198 F2d 152 State Farm Mut Auto Ins Co v. Scott
198 F.2d 152
STATE FARM MUT. AUTO. INS. CO.
United States Court of Appeals Fifth Circuit.
June 24, 1952.
Rehearing Denied July 31, 1952.
Richard H. Switzer, Harry A. Johnson, Jr., Shreveport, La., for appellant.
Jackson B. Davis, Shreveport, La., for appellee.
Before HOLMES, RUSSELL and RIVES, Circuit Judges.
RUSSELL, Circuit Judge.
In this suit to recover damages for personal injuries alleged to have been sustained in an automobile accident, appellant, as defendant, suffered an adverse verdict and judgment. In this appeal it assigns error upon the grounds: that the admission in evidence over the objection of appellant of testimony of an injury to the left knee of plaintiff of a different nature and more serious extent than that alleged in the complaint, was erroneous; error in failing to set aside the verdict because of its excessiveness; in failing to set aside the verdict and judgment notwithstanding it upon the ground that the evidence shows that the plaintiff was guilty of contributory negligence as a matter of law, and; in refusing to allow counsel to argue to the jury the quantum of awards made in similar cases by the Appellate Courts of Louisiana, and in refusing to charge the jury to the same effect.
The last mentioned point we have discussed and ruled, adversely to the contentions of appellant, in Gillen v. Phoenix Indemnity Co., 5 Cir., 198 F.2d 147.
In his complaint, the appellee alleged that as a result of the collision he sustained a "marked swelling, three one inch lacerations and a sprain of the left knee." In another paragraph he alleged that he suffered additional permanent injuries to his left knee "with the left knee having a ruptured or torn disc", which caused difficulty in raising it. The evidence objected to tended to show that the left knee cap had been fractured, and that a rough under surface remained. It is true that this discloses a more serious injury than alleged. However, it appears that the defendant requested that the plaintiff submit to a physical examination by its physician a few days prior to the trial and that upon this examination the knowledge of the actual extent of the injury became known to such physician. The present Rules of Civil Procedure, 28 U.S.C.A. have abrogated the function of the complaint to state fully and in detail the claims upon which the plaintiff will rely and litigants have the responsibility of limiting such claims by employing the discovery methods so amply available. In any event, the determination of such questions must necessarily rest largely within the discretion of the trial judge. In this case, no prejudice is shown to have resulted to the defendant and the trial Court properly held that, under the circumstances, the evidence was properly admissible.

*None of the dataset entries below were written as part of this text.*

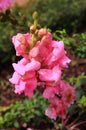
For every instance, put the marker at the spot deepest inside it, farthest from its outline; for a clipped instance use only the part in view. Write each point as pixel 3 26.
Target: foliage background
pixel 67 21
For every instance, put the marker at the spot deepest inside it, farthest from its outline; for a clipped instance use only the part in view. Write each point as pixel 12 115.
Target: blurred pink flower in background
pixel 5 4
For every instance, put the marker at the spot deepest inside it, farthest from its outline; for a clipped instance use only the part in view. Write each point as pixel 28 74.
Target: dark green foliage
pixel 26 111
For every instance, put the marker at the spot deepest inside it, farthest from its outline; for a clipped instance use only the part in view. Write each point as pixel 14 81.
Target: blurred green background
pixel 66 19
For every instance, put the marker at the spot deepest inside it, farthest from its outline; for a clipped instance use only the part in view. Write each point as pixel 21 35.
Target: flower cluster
pixel 41 65
pixel 4 4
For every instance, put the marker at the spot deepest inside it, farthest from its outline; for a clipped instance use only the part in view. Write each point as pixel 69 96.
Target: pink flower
pixel 57 55
pixel 56 108
pixel 68 95
pixel 42 48
pixel 21 43
pixel 24 77
pixel 4 4
pixel 50 76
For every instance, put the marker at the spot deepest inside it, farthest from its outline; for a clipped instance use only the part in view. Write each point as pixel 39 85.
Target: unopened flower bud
pixel 42 32
pixel 21 38
pixel 43 39
pixel 32 29
pixel 35 15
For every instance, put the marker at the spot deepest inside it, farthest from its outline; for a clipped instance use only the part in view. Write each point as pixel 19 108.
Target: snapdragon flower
pixel 5 4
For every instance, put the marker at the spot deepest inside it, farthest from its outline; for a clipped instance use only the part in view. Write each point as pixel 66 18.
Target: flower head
pixel 4 4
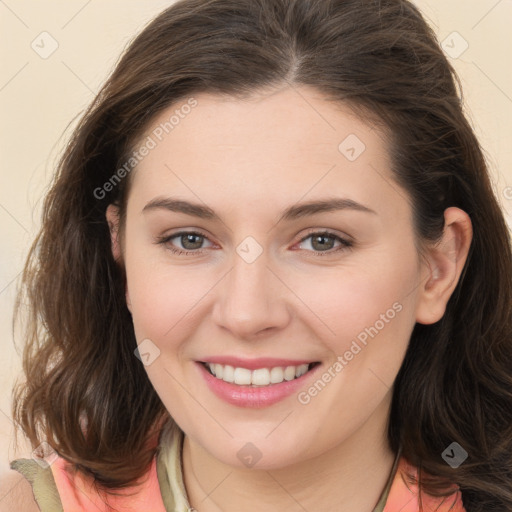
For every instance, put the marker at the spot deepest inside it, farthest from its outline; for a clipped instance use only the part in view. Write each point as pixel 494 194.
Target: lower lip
pixel 255 397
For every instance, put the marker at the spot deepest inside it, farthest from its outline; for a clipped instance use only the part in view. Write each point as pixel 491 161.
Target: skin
pixel 248 160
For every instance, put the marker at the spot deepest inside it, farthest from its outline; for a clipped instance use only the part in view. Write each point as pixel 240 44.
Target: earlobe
pixel 442 271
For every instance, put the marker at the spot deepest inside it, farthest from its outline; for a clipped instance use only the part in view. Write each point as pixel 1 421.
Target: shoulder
pixel 16 493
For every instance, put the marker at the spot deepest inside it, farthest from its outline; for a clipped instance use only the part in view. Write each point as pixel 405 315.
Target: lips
pixel 255 383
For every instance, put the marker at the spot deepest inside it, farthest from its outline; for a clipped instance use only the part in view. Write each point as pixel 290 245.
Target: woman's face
pixel 272 280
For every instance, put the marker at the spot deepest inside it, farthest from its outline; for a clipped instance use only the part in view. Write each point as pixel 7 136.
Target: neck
pixel 350 476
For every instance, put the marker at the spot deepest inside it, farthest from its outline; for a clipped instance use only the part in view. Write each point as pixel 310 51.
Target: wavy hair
pixel 381 58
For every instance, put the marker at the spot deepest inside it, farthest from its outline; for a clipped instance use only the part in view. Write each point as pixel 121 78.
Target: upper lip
pixel 253 364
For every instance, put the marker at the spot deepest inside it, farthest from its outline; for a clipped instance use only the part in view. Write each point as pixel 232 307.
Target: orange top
pixel 56 489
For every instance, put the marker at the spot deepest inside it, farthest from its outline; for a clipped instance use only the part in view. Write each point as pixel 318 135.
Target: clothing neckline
pixel 170 472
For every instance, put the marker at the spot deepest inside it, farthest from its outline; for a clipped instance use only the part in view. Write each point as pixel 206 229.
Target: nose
pixel 251 299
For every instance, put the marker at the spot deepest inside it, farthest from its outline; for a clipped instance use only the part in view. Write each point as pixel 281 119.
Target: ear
pixel 112 215
pixel 113 220
pixel 445 261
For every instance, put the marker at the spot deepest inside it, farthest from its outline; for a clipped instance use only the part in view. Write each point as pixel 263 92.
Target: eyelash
pixel 345 244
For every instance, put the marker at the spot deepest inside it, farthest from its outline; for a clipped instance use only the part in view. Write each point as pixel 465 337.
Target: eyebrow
pixel 293 212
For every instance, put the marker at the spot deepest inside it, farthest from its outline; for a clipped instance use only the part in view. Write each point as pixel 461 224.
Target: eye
pixel 191 241
pixel 321 244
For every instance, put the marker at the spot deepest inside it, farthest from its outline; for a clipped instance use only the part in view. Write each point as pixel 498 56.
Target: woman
pixel 272 274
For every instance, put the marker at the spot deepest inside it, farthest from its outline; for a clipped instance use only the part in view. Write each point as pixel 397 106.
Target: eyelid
pixel 345 241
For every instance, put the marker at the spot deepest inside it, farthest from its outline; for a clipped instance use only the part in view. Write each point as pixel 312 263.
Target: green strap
pixel 43 484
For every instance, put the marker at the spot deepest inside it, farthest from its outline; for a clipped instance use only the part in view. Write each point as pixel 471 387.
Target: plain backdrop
pixel 55 56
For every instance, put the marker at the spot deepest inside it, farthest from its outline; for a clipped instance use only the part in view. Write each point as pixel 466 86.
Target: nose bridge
pixel 251 298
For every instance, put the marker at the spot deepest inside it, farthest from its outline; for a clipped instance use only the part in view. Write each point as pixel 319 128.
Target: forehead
pixel 292 141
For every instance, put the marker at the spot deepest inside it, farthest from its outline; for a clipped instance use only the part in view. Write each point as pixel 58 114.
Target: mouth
pixel 259 377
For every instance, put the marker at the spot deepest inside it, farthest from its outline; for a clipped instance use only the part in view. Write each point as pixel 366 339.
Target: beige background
pixel 40 97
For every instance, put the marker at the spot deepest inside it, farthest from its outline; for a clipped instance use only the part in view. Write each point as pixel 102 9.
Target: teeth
pixel 259 377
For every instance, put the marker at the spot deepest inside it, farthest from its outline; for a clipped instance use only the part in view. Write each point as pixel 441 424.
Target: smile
pixel 258 377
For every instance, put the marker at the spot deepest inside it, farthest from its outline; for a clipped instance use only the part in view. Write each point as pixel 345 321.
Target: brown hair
pixel 380 57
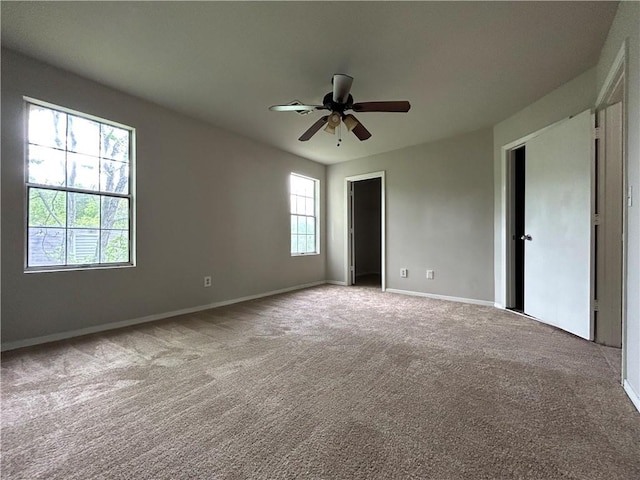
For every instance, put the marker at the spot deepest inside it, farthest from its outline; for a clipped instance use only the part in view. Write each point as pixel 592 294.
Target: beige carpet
pixel 329 382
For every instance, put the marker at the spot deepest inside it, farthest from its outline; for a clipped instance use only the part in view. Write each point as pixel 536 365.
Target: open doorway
pixel 365 256
pixel 367 232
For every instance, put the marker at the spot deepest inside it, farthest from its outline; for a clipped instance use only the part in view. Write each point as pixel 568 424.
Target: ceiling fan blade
pixel 313 129
pixel 357 128
pixel 296 108
pixel 341 87
pixel 397 106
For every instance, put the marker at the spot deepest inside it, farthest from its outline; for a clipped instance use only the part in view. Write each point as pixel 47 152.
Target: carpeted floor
pixel 325 383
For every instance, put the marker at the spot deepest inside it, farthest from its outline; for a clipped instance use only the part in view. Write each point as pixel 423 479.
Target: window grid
pixel 304 208
pixel 102 238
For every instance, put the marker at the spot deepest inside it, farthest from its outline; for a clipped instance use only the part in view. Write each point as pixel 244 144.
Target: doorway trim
pixel 506 296
pixel 348 248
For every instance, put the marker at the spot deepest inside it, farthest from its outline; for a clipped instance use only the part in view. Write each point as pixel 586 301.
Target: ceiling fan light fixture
pixel 330 129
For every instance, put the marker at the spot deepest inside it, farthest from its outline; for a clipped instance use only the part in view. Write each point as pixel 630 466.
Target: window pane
pixel 46 166
pixel 309 190
pixel 115 213
pixel 311 243
pixel 47 208
pixel 47 127
pixel 82 246
pixel 82 171
pixel 296 187
pixel 46 246
pixel 302 225
pixel 84 210
pixel 114 177
pixel 114 246
pixel 83 136
pixel 114 143
pixel 68 154
pixel 310 206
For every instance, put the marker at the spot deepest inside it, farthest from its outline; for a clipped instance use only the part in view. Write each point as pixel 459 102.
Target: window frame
pixel 316 215
pixel 130 195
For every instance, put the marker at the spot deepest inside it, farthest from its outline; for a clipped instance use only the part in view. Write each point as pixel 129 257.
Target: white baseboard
pixel 150 318
pixel 633 396
pixel 473 301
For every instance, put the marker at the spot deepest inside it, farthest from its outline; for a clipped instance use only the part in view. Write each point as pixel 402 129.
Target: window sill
pixel 77 268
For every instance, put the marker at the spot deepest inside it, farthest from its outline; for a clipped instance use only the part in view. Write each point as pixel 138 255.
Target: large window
pixel 304 215
pixel 79 175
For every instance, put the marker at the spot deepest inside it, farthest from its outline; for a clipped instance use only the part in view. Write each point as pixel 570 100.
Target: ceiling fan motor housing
pixel 328 102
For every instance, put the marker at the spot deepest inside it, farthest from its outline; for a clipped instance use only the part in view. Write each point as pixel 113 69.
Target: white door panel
pixel 558 219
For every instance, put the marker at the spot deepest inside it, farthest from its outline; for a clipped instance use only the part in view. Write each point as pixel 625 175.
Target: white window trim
pixel 316 194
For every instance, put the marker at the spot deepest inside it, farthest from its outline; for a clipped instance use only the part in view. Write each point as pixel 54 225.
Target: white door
pixel 558 225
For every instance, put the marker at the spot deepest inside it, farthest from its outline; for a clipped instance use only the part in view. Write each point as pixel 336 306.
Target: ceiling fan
pixel 337 102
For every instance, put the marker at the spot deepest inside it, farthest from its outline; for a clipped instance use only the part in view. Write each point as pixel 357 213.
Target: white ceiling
pixel 462 65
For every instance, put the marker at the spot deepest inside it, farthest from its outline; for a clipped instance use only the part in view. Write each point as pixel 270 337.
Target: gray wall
pixel 439 206
pixel 626 25
pixel 367 207
pixel 573 97
pixel 208 203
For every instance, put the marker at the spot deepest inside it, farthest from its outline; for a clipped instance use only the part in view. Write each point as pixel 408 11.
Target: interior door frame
pixel 348 226
pixel 507 297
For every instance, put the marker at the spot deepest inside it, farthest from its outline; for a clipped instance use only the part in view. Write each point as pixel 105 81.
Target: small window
pixel 304 215
pixel 79 176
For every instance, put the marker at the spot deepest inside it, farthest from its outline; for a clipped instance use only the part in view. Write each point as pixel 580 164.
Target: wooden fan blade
pixel 359 130
pixel 397 106
pixel 296 108
pixel 341 87
pixel 313 129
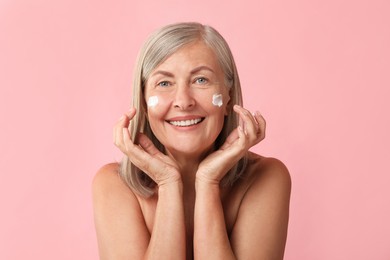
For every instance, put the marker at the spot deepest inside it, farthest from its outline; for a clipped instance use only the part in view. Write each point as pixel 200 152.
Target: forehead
pixel 189 56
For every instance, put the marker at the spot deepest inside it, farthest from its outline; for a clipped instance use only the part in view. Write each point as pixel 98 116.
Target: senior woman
pixel 188 187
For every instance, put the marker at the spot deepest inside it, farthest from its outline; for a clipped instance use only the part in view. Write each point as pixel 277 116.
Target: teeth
pixel 186 122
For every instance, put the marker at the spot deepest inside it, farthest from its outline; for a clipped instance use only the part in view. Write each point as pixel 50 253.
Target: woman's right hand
pixel 158 166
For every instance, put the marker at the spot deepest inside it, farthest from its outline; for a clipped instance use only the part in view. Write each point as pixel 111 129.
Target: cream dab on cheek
pixel 152 101
pixel 217 100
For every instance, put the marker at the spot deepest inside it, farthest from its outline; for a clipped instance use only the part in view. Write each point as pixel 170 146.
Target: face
pixel 187 100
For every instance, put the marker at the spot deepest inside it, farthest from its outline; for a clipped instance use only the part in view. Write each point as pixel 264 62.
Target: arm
pixel 211 240
pixel 260 230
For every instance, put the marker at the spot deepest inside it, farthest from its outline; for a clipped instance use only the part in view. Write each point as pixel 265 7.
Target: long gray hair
pixel 158 47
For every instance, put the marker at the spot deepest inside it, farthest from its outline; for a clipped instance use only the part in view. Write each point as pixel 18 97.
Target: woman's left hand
pixel 250 131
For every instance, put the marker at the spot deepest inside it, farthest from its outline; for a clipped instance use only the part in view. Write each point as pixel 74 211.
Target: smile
pixel 186 122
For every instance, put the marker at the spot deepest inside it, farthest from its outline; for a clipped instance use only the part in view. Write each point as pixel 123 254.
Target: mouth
pixel 185 123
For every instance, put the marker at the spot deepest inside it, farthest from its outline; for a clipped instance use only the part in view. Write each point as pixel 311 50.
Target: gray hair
pixel 158 47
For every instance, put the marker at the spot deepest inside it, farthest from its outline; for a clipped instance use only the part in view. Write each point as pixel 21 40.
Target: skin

It can not be said as a matter of law that the verdict finding in favor of the plaintiff for $13,350 is legally excessive. Accordingly, the question of amount and whether in view of it, and any other circumstances of the case, there should have been a new trial or a remittitur was a matter for the determination of the trial Court. Its failure to so order presents no basis for a claim of reversible error here. Atlantic Coast Line R. Co. v. Pidd, 5 Cir., 197 F.2d 153 and citations; Dowell, Inc. v. Jowers, 5 Cir., 182 F.2d. 576, and citations.
Upon our examination of the record we conclude that the assignment of error that the evidence shows that the appellee was guilty of negligence which contributed to his injuries, and thus is legally barred from recovery, is not meritorious.